One might say it's taking an easy way out to not judge him for his past crimes but if they saw Erik now, crying because someone cared whether he was alive or dead, I'm sure even the best human judge on the earth would leave this task up to God. And I'm not even religious.
Plus, the world's judgment is one of the main reasons Erik ended up the way he is, so look where judging brings you.
I look at him as I stroke his back as a way a mother would calm her son. Goodness knows his own mother never did this.
That's when Erik suddenly realizes what he's doing and looks at me. He's blushing. After all, it's highly inappropriate to sob into a lady's shoulder while holding her close. On the other hand, I don't care. It's not like society had ever been appropriate to him and it's not like he's currently holding me as a way of seduction, anyway. He just needs someone to care.
He opens his mouth to apologies but I shake my head with a small smile.
We let go of each other and he sits down on his couch with a sigh.
"You were right. You were right about…about her." It's obvious this admission causes him great pain and I wait for him to continue."
"She said she still misses me. I wonder if she'll ever truly choose. If she ever has the strength to say no to either one of us. If I hadn't forced her, she'd still be happy giving both me and him false hope, to naïve to realize how much it hurts both of us. "
He pauses.
"She only made a choice because we told her too and because he voiced his words more carefully, less intimidating, she choose him. The only thing she truly wants is to have both of us in her life and even if we would have agreed to that, she wouldn't have had the strength to make sure both of us ARE in her life. "
"What did she say to you?" I ask softly.
"She asked if we could be friends. Don't get me wrong, I would go to the depths of hell if she told me too but us having tea in the Chagney mansion, her foolish boy watching us like a hawk?"

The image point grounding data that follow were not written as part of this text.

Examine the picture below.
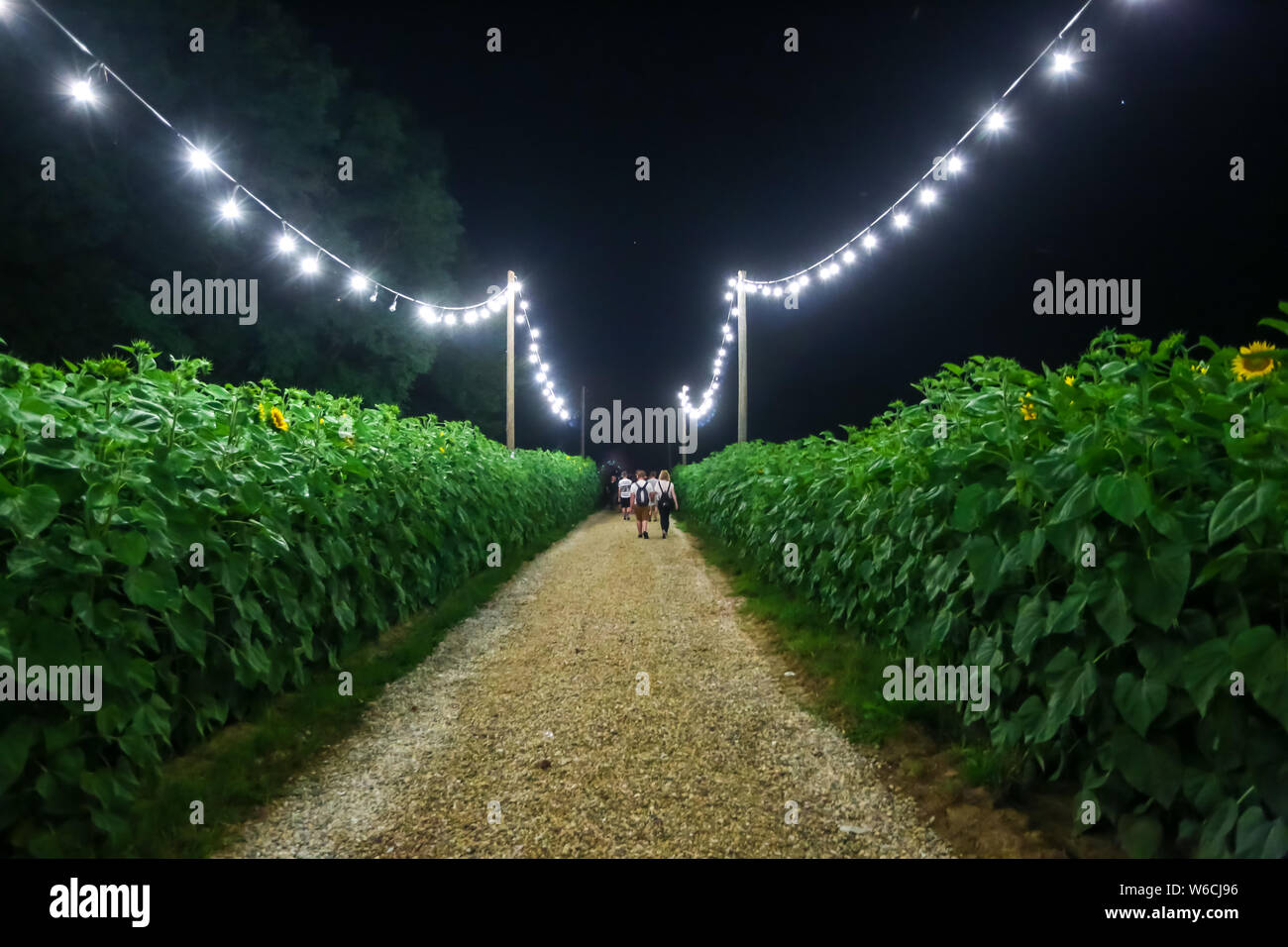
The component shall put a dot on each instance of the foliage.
(970, 548)
(320, 522)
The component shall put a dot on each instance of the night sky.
(768, 159)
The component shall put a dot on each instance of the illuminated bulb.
(82, 91)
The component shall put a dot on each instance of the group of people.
(649, 497)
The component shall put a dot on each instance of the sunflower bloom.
(1250, 364)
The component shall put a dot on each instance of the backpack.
(665, 500)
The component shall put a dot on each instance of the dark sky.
(768, 159)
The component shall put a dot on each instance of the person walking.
(639, 502)
(666, 501)
(623, 495)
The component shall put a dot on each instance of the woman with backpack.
(666, 500)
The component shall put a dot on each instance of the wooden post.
(509, 363)
(742, 356)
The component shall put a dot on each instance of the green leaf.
(130, 548)
(1138, 699)
(1124, 496)
(1157, 586)
(1241, 504)
(31, 509)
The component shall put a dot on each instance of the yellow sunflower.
(1248, 364)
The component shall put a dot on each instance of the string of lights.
(952, 162)
(85, 90)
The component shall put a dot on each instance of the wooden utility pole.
(509, 364)
(742, 356)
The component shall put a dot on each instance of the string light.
(993, 120)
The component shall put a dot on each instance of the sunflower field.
(207, 545)
(1111, 538)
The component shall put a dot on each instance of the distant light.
(82, 91)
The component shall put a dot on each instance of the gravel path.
(527, 733)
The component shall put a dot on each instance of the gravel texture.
(529, 710)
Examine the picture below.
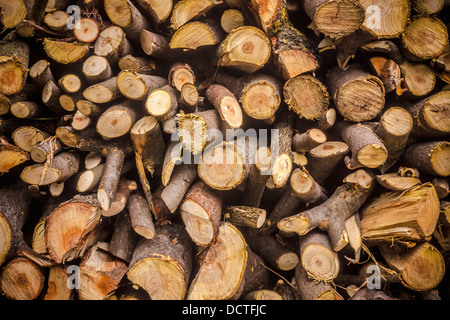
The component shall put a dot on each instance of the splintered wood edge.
(161, 276)
(229, 255)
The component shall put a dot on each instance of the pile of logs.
(117, 117)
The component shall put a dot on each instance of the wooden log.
(13, 213)
(429, 157)
(21, 279)
(100, 274)
(406, 263)
(70, 230)
(14, 59)
(174, 192)
(62, 167)
(335, 18)
(415, 221)
(117, 120)
(201, 212)
(11, 155)
(317, 257)
(167, 259)
(140, 216)
(357, 95)
(366, 148)
(246, 48)
(425, 37)
(331, 215)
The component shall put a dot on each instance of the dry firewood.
(14, 59)
(429, 157)
(405, 261)
(395, 182)
(366, 147)
(182, 178)
(201, 212)
(408, 215)
(21, 279)
(140, 216)
(293, 50)
(86, 30)
(310, 289)
(197, 130)
(112, 44)
(245, 48)
(137, 64)
(148, 145)
(272, 251)
(46, 148)
(124, 14)
(306, 96)
(123, 239)
(317, 257)
(392, 23)
(57, 288)
(14, 207)
(196, 34)
(393, 129)
(335, 18)
(40, 73)
(258, 176)
(229, 261)
(57, 20)
(262, 294)
(231, 19)
(70, 230)
(306, 141)
(187, 10)
(179, 74)
(124, 188)
(96, 69)
(302, 188)
(331, 215)
(167, 259)
(11, 155)
(60, 168)
(158, 11)
(100, 273)
(430, 119)
(162, 103)
(425, 37)
(117, 120)
(259, 94)
(226, 105)
(358, 96)
(137, 86)
(245, 216)
(65, 52)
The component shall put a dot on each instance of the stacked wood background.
(98, 202)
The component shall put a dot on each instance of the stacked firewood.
(224, 149)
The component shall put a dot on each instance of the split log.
(162, 266)
(317, 257)
(21, 279)
(14, 59)
(331, 215)
(357, 95)
(306, 96)
(70, 230)
(100, 274)
(407, 215)
(201, 212)
(429, 157)
(140, 216)
(335, 18)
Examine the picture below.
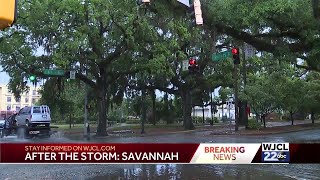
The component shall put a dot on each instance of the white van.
(34, 115)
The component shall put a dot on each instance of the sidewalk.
(270, 130)
(149, 130)
(221, 129)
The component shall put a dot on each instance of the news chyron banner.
(204, 153)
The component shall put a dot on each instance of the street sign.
(53, 72)
(221, 56)
(185, 65)
(72, 75)
(185, 2)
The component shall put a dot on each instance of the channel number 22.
(273, 156)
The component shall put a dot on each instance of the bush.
(197, 119)
(225, 119)
(253, 124)
(133, 122)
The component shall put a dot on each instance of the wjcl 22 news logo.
(275, 152)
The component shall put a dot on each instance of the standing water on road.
(245, 172)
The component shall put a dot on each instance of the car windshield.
(36, 110)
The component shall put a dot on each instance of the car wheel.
(28, 124)
(21, 132)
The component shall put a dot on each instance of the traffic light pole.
(235, 76)
(86, 125)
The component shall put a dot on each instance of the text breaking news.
(203, 153)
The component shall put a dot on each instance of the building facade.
(9, 103)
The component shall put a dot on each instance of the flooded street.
(240, 172)
(167, 171)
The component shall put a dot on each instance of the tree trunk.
(70, 123)
(246, 118)
(211, 108)
(154, 107)
(144, 111)
(101, 90)
(102, 120)
(312, 117)
(291, 117)
(203, 119)
(187, 109)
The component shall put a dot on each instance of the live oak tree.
(95, 36)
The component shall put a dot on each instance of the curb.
(270, 133)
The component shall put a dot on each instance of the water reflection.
(194, 172)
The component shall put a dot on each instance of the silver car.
(34, 115)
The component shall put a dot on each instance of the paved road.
(159, 171)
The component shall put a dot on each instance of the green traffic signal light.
(32, 77)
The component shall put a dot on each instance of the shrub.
(133, 121)
(197, 119)
(225, 119)
(253, 124)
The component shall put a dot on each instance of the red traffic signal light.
(235, 54)
(192, 62)
(235, 51)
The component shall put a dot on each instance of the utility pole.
(245, 104)
(86, 125)
(236, 62)
(236, 107)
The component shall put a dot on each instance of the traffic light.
(235, 55)
(8, 13)
(196, 13)
(193, 66)
(67, 74)
(32, 78)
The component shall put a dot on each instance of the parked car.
(10, 125)
(32, 116)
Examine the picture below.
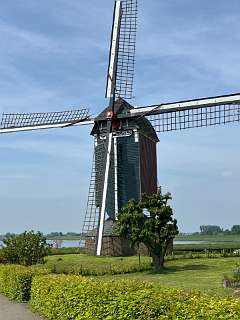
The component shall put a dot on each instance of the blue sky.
(54, 55)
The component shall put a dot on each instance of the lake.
(80, 243)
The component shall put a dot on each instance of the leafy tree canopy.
(150, 222)
(26, 249)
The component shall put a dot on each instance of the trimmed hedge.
(73, 297)
(15, 281)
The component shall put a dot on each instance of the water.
(80, 243)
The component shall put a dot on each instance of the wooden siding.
(148, 165)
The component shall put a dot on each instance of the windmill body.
(125, 138)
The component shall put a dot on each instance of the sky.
(54, 56)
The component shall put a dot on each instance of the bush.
(15, 281)
(26, 249)
(73, 297)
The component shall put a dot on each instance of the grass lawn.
(212, 238)
(205, 275)
(201, 274)
(76, 263)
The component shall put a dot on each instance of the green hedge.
(15, 281)
(73, 297)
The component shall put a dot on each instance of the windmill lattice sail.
(31, 121)
(195, 118)
(127, 49)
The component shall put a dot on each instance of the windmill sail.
(14, 122)
(123, 49)
(192, 113)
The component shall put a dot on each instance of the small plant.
(26, 249)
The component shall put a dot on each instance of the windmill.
(125, 137)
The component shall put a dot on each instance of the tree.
(149, 222)
(26, 249)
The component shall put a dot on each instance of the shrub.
(26, 249)
(15, 281)
(73, 297)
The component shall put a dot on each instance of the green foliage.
(61, 251)
(25, 249)
(149, 222)
(15, 281)
(72, 297)
(95, 266)
(235, 229)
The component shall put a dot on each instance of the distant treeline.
(214, 230)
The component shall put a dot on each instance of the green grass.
(212, 238)
(90, 265)
(203, 274)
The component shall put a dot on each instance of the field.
(203, 274)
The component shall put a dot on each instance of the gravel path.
(15, 311)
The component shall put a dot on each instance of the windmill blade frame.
(18, 122)
(122, 50)
(190, 114)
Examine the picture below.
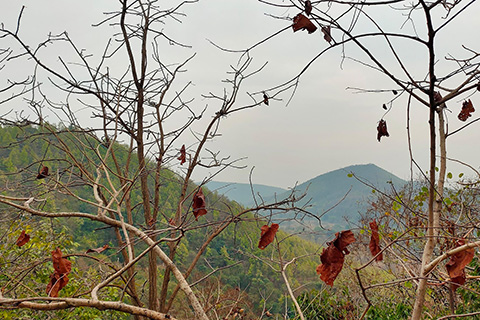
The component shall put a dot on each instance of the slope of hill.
(242, 192)
(325, 193)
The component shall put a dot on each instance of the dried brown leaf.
(467, 109)
(300, 22)
(382, 129)
(332, 257)
(268, 235)
(199, 204)
(23, 238)
(374, 245)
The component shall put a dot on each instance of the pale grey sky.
(325, 126)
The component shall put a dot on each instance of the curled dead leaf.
(300, 22)
(43, 173)
(457, 263)
(265, 98)
(467, 109)
(382, 129)
(332, 257)
(327, 35)
(308, 7)
(98, 250)
(23, 238)
(183, 155)
(59, 278)
(268, 235)
(199, 204)
(374, 244)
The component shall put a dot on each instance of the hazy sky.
(325, 126)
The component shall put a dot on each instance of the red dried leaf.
(457, 263)
(265, 98)
(43, 173)
(199, 204)
(327, 35)
(308, 7)
(183, 155)
(98, 250)
(59, 278)
(333, 256)
(467, 108)
(382, 129)
(57, 282)
(374, 245)
(300, 22)
(23, 238)
(267, 235)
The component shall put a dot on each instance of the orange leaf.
(199, 204)
(327, 34)
(183, 155)
(300, 22)
(308, 7)
(267, 235)
(467, 108)
(23, 239)
(98, 250)
(374, 245)
(457, 263)
(43, 173)
(265, 98)
(59, 278)
(382, 129)
(333, 256)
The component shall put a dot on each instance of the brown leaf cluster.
(457, 263)
(23, 238)
(199, 205)
(374, 244)
(382, 129)
(43, 173)
(300, 22)
(183, 155)
(332, 257)
(327, 35)
(98, 250)
(59, 278)
(308, 7)
(267, 235)
(467, 109)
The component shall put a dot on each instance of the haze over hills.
(324, 192)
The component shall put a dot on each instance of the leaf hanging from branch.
(333, 256)
(199, 204)
(23, 239)
(267, 235)
(327, 34)
(98, 250)
(374, 245)
(457, 263)
(467, 108)
(59, 278)
(265, 98)
(43, 173)
(308, 7)
(300, 22)
(183, 155)
(382, 129)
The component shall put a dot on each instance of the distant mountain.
(324, 193)
(242, 192)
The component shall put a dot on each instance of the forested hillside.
(243, 271)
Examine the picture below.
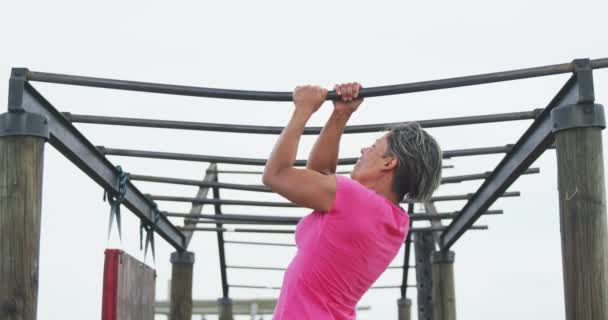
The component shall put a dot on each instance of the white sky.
(512, 271)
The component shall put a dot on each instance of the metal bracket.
(578, 116)
(585, 113)
(16, 86)
(20, 123)
(442, 257)
(185, 257)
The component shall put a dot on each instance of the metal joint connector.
(19, 123)
(585, 113)
(442, 257)
(185, 257)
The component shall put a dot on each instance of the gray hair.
(418, 171)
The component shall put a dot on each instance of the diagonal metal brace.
(116, 199)
(585, 113)
(149, 229)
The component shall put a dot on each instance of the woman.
(357, 226)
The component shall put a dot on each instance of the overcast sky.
(511, 271)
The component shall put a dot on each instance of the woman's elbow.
(268, 178)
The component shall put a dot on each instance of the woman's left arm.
(303, 187)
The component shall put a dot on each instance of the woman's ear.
(390, 162)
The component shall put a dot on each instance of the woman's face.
(373, 161)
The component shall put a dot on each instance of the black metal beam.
(287, 96)
(406, 254)
(74, 146)
(237, 128)
(292, 205)
(283, 220)
(479, 176)
(262, 188)
(283, 269)
(271, 244)
(197, 208)
(261, 172)
(220, 244)
(262, 162)
(248, 230)
(530, 146)
(239, 218)
(244, 286)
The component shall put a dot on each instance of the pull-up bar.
(261, 172)
(234, 128)
(261, 188)
(291, 231)
(292, 205)
(261, 162)
(287, 96)
(244, 218)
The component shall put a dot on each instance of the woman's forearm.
(284, 153)
(323, 157)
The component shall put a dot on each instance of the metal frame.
(91, 160)
(202, 126)
(74, 146)
(530, 146)
(447, 154)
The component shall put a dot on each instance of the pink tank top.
(341, 253)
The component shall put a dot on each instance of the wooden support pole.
(444, 298)
(423, 248)
(225, 308)
(404, 309)
(582, 203)
(21, 163)
(181, 285)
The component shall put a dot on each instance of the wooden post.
(225, 308)
(444, 299)
(404, 309)
(582, 200)
(423, 248)
(21, 163)
(582, 203)
(181, 285)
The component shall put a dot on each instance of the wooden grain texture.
(136, 289)
(582, 203)
(423, 248)
(181, 291)
(21, 163)
(444, 297)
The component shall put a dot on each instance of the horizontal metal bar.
(400, 267)
(452, 215)
(257, 223)
(287, 96)
(283, 269)
(74, 146)
(282, 220)
(262, 188)
(530, 146)
(246, 230)
(261, 243)
(392, 287)
(261, 172)
(256, 268)
(237, 128)
(479, 176)
(292, 205)
(236, 217)
(262, 162)
(242, 286)
(237, 230)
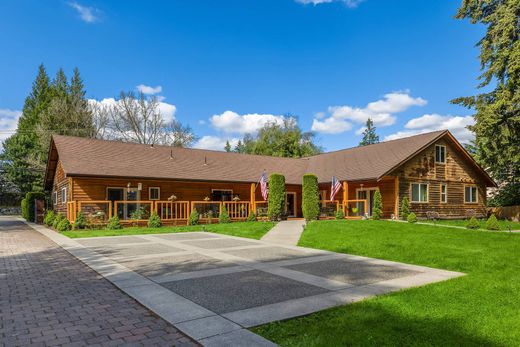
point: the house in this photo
(102, 178)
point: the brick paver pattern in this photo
(49, 298)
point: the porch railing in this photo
(355, 209)
(173, 210)
(237, 210)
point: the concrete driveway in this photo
(212, 286)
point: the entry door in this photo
(366, 194)
(290, 204)
(116, 194)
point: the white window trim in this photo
(427, 193)
(445, 154)
(150, 193)
(63, 195)
(445, 201)
(476, 194)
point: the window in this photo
(444, 193)
(221, 194)
(419, 192)
(470, 194)
(440, 154)
(154, 193)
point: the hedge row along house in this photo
(103, 178)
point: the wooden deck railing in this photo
(173, 210)
(237, 210)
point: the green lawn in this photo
(252, 230)
(482, 308)
(504, 224)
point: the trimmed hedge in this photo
(473, 223)
(405, 208)
(194, 217)
(310, 197)
(492, 223)
(412, 218)
(154, 221)
(377, 210)
(276, 199)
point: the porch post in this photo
(396, 196)
(252, 197)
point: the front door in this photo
(116, 194)
(290, 204)
(368, 195)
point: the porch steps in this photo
(285, 233)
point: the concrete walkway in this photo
(285, 233)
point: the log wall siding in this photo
(60, 182)
(455, 174)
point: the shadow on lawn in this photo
(369, 324)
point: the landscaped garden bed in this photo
(481, 308)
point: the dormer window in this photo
(440, 154)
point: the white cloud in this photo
(8, 123)
(87, 14)
(348, 3)
(214, 142)
(330, 125)
(457, 125)
(148, 90)
(232, 122)
(381, 112)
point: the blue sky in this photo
(227, 67)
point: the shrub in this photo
(81, 221)
(492, 223)
(224, 216)
(59, 217)
(25, 214)
(412, 218)
(29, 204)
(473, 223)
(251, 217)
(63, 225)
(154, 221)
(377, 209)
(405, 208)
(49, 218)
(310, 197)
(194, 217)
(114, 223)
(276, 199)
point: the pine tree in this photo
(22, 152)
(369, 134)
(227, 147)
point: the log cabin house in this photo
(103, 178)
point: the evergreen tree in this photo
(227, 147)
(497, 121)
(369, 134)
(22, 154)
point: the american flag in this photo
(263, 185)
(334, 189)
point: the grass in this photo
(504, 224)
(252, 230)
(481, 308)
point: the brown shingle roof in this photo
(91, 157)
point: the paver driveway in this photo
(213, 286)
(49, 298)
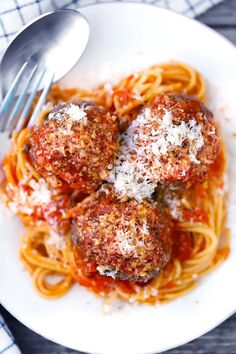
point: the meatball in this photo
(75, 145)
(186, 140)
(173, 140)
(125, 239)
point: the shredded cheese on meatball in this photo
(142, 147)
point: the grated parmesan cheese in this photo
(76, 113)
(56, 240)
(107, 271)
(142, 147)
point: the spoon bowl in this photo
(54, 41)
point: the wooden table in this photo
(221, 340)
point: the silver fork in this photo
(15, 109)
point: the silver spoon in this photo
(53, 42)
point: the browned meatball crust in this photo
(75, 145)
(127, 240)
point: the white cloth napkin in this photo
(16, 13)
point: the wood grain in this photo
(221, 340)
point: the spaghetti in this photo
(202, 242)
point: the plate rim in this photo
(223, 317)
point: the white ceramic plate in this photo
(124, 38)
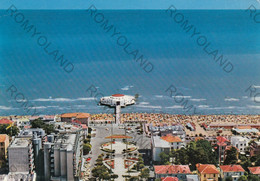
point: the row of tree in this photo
(9, 130)
(195, 152)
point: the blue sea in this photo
(98, 60)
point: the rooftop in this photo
(118, 95)
(20, 142)
(75, 115)
(3, 137)
(232, 168)
(169, 179)
(170, 138)
(207, 169)
(159, 143)
(171, 169)
(254, 170)
(6, 121)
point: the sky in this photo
(130, 4)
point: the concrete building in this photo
(175, 130)
(165, 144)
(81, 117)
(117, 101)
(62, 157)
(4, 143)
(6, 121)
(192, 178)
(240, 142)
(254, 170)
(221, 144)
(207, 172)
(20, 156)
(255, 148)
(18, 176)
(178, 171)
(233, 171)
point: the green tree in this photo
(86, 148)
(164, 158)
(38, 123)
(9, 130)
(231, 156)
(257, 162)
(246, 164)
(180, 156)
(242, 178)
(145, 172)
(201, 152)
(253, 177)
(229, 178)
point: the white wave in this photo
(174, 107)
(253, 107)
(39, 107)
(256, 99)
(203, 106)
(150, 107)
(185, 97)
(144, 103)
(127, 87)
(6, 108)
(79, 106)
(197, 100)
(63, 99)
(85, 98)
(256, 86)
(229, 107)
(159, 96)
(231, 99)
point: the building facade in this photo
(233, 171)
(20, 156)
(241, 143)
(4, 143)
(62, 157)
(178, 171)
(207, 172)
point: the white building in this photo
(165, 144)
(240, 142)
(118, 100)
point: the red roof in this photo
(3, 137)
(169, 179)
(171, 169)
(207, 169)
(170, 138)
(118, 95)
(222, 139)
(232, 168)
(6, 121)
(84, 126)
(254, 170)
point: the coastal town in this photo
(129, 146)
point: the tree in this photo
(253, 178)
(242, 178)
(38, 123)
(246, 164)
(9, 130)
(257, 162)
(86, 148)
(145, 173)
(229, 178)
(164, 158)
(180, 156)
(101, 172)
(231, 156)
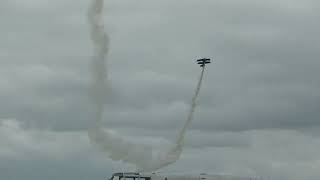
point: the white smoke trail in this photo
(180, 140)
(145, 157)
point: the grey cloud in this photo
(265, 77)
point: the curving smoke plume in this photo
(145, 157)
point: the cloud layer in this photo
(258, 110)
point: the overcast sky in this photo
(258, 110)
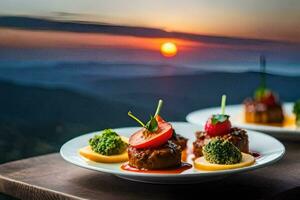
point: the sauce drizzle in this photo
(184, 166)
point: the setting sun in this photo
(168, 49)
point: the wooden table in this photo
(50, 177)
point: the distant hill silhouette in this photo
(32, 23)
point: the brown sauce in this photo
(184, 166)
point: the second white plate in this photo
(236, 113)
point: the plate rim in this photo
(153, 175)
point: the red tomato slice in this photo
(139, 140)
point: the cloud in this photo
(31, 23)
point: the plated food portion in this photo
(221, 146)
(106, 147)
(269, 148)
(156, 147)
(263, 111)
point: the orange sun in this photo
(168, 49)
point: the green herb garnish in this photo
(296, 111)
(108, 143)
(152, 124)
(219, 118)
(221, 151)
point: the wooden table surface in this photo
(50, 177)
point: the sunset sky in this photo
(272, 19)
(118, 31)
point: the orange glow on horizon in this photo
(168, 49)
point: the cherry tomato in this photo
(218, 129)
(140, 140)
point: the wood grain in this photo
(50, 177)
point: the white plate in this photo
(236, 113)
(269, 148)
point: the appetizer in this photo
(106, 147)
(221, 154)
(219, 125)
(265, 107)
(155, 145)
(296, 111)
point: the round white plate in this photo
(269, 148)
(236, 113)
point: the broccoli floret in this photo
(220, 151)
(108, 143)
(296, 111)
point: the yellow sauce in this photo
(202, 164)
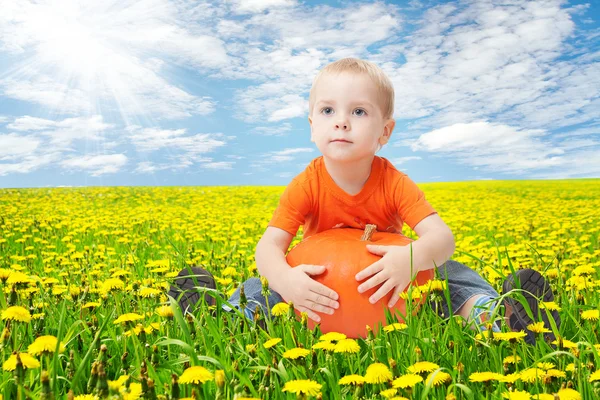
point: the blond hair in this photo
(357, 66)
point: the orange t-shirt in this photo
(388, 199)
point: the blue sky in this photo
(182, 92)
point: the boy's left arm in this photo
(434, 247)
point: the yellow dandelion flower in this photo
(134, 392)
(91, 304)
(271, 342)
(530, 375)
(543, 396)
(407, 381)
(595, 376)
(378, 373)
(545, 365)
(4, 274)
(485, 376)
(352, 380)
(150, 292)
(280, 309)
(17, 277)
(113, 284)
(398, 326)
(16, 313)
(510, 336)
(568, 394)
(295, 353)
(438, 378)
(510, 378)
(28, 361)
(517, 395)
(333, 336)
(347, 346)
(302, 386)
(324, 345)
(564, 343)
(388, 393)
(551, 305)
(195, 375)
(538, 327)
(422, 366)
(45, 345)
(555, 373)
(165, 311)
(511, 360)
(591, 315)
(129, 317)
(117, 384)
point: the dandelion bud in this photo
(175, 392)
(220, 378)
(151, 393)
(93, 377)
(46, 390)
(243, 299)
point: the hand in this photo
(308, 295)
(392, 271)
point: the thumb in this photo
(314, 269)
(379, 250)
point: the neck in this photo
(349, 176)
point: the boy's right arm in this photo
(293, 284)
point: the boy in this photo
(351, 105)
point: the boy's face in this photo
(347, 121)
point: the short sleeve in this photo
(294, 206)
(411, 203)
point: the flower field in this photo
(84, 313)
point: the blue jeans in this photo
(463, 283)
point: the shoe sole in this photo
(187, 288)
(534, 287)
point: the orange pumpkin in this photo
(343, 252)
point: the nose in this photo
(342, 123)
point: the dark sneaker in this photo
(188, 286)
(534, 287)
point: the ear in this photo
(387, 131)
(310, 123)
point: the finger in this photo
(378, 249)
(370, 270)
(395, 295)
(318, 307)
(324, 301)
(314, 269)
(383, 290)
(311, 314)
(371, 283)
(324, 290)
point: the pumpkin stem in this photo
(369, 230)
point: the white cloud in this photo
(218, 165)
(403, 160)
(152, 139)
(106, 54)
(494, 147)
(64, 132)
(96, 164)
(29, 163)
(257, 6)
(279, 156)
(14, 146)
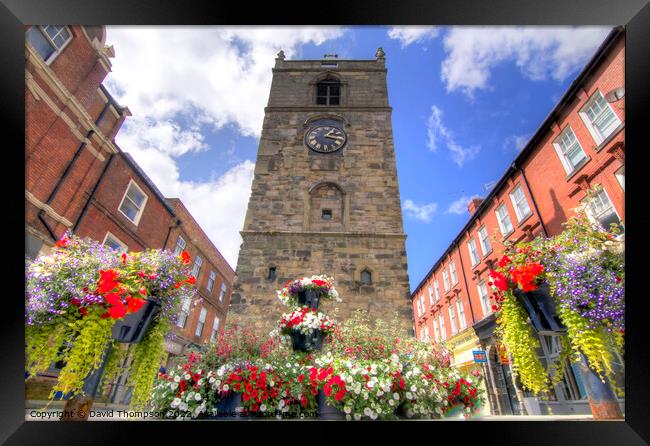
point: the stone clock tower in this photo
(325, 198)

He sighs. "She's naïve and I fear I'm partially to blame, just like her father, Antoinette and the vicompte. After all, we all tried keep the whole fantasy world Gustave Daae created for her alive after the man himself died. It's time for her to wake up now and that's something she has to do alone."
He shakes his head sadly.
"I love her Celia, more than I can even express in words but….
It's hopeless isn't it? You tried to warm me but I was foolish and I'm sorry for the way I behaved."
"It's alright Erik. You weren't foolish, you're in love. I know our situations aren't completely similar but I reacted the same way when my friends Victoria, Rosalinde, Angelique and even Berenger tried to convince me I had to stop hoping Stefano would leave Dominique and marry me."
"What are your feelings for Stefano now?"
I shrug. "I know I'll never be completely indifferent to him because I did love him deeply and he's still a good friend of mine but I know now, we would never be truly happy. But believe me, it took me a lot of time and tears to get to this point."
Erik nods before standing up.
"Do you want some wine? I wanted to open a bottle anyway."
"Yes, thank you."
He hesitates.
"How about making some music together? I think we could both use it to make ourselves feel better."
I smile, feeling flattered. After all, except for Christine, I'm the only one who'll ever make music with the infamous 'angel'.
"I love too, I'll go fetch my violin."